9.5 Quantifiers

The quantifiers *, +, and ? match respectively: zero or more, one or more, and zero or one instances of the preceding subpattern.

> (regexp-match-positions #rx"c[ad]*r" "cadaddadddr")

'((0 . 11))

> (regexp-match-positions #rx"c[ad]*r" "cr")

'((0 . 2))

> (regexp-match-positions #rx"c[ad]+r" "cadaddadddr")

'((0 . 11))

> (regexp-match-positions #rx"c[ad]+r" "cr")

#f

> (regexp-match-positions #rx"c[ad]?r" "cadaddadddr")

#f

> (regexp-match-positions #rx"c[ad]?r" "cr")

'((0 . 2))

> (regexp-match-positions #rx"c[ad]?r" "car")

'((0 . 3))

In #px syntax, you can use braces to specify much finer-tuned quantification than is possible with *, +, ?:

It is evident that + and ? are abbreviations for {1,} and {0,1} respectively, and * abbreviates {,}, which is the same as {0,}.

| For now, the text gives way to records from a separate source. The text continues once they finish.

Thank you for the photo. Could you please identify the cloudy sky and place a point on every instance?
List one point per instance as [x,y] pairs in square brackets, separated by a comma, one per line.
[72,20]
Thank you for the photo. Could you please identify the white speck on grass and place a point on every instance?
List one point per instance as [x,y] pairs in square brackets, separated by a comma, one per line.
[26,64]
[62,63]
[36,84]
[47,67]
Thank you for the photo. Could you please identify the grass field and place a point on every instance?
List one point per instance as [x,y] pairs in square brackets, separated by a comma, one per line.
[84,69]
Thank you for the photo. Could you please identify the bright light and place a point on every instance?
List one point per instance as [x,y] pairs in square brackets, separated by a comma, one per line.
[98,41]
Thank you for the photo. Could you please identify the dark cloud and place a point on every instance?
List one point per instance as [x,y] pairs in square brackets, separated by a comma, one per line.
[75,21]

> (regexp-match #px"[aeiou]{3}" "vacuous")

'("uou")

> (regexp-match #px"[aeiou]{3}" "evolve")

#f

> (regexp-match #px"[aeiou]{2,3}" "evolve")

#f

> (regexp-match #px"[aeiou]{2,3}" "zeugma")

'("eu")

The quantifiers described so far are all greedy: they match the maximal number of instances that would still lead to an overall match for the full pattern.

> (regexp-match #rx"<.*>" "<tag1> <tag2> <tag3>")

'("<tag1> <tag2> <tag3>")

To make these quantifiers non-greedy, append a ? to them. Non-greedy quantifiers match the minimal number of instances needed to ensure an overall match.

> (regexp-match #rx"<.*?>" "<tag1> <tag2> <tag3>")

'("<tag1>")

The non-greedy quantifiers are *?, +?, ??, {m}?, and {m,n}?, although {m}? is always the same as {m}. Note that the metacharacter ? has two different uses, and both uses are represented in ??.